Olaseni Durojaiye in this report examines the relationship between banks and private businesses in Nigeria, regretting that the way some banks go about their businesses may dampen entrepreneurship spirit and stifle the economy.
The world over, entrepreneurs occupy a central position in any market economy. They serve as the spark plug in the economy’s engine, activating and stimulating a greater percentage of economic activities. The economic success of nations worldwide is the result of encouraging and rewarding the entrepreneurial instinct. A society is prosperous only to the degree to which it rewards and encourages entrepreneurial activities because the entrepreneurs and their activities (form the two legs of the tripod that are the critical determinant of the level of success, prosperity, growth and opportunities in any economy. The critical third being inter-related issue of regulations and compliance
This explains why an analyst posited that “The most dynamic societies in the world are the ones that have the most entrepreneurs, plus the economic and legal structure to encourage and motivate entrepreneurs to greater activities.”

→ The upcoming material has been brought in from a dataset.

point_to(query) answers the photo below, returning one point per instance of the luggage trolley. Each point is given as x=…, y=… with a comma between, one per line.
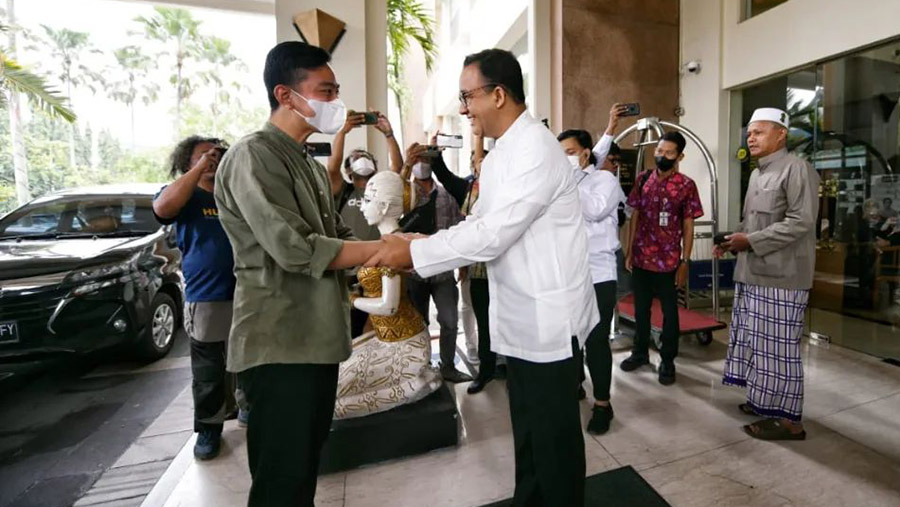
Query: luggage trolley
x=691, y=322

Managers of great economies go to great length to promote entrepreneurship because they recognize that the story of competiveness of their business environment is best told by using the same entrepreneurs to tell the story.
Between Banks and the Economy
Economists argued that banks and financial institutions on the other hand contribute to economic development and the improvement in living standards by providing various services to the rest of the economy. Some of these services are offered through clearing and settlement systems to facilitate trade, channeling financial resources between savers and borrowers, and various products to deal with risk and uncertainty.(The role of the banks as financial intermediaries has a major bearing on how efficiently the economy allocates its resources between competing uses.
According to a Research Analyst with Frigate Consult, a Lagos based financial advisory firm, Soji Ibiwoye, “commercial bank is basically a collection of investment capital in search of a good return by granting loans and extending credit to people who can pay it back on the bank’s terms.
This is why banks specialise in assessing the credit worthiness of borrowers and providing an ongoing monitoring function to ensure borrowers meet their obligations. They are rewarded for these services by the spread between the rates they offer to the accumulated pool of savers, and the rates they offer to potential borrowers. This process is at the heart of modern banking,” Ibiwoye explained. He however added that “Whether the structure of Nigeria’s financial system is optimal for the economic growth outcomes the country would like to achieve is another topic entirely.”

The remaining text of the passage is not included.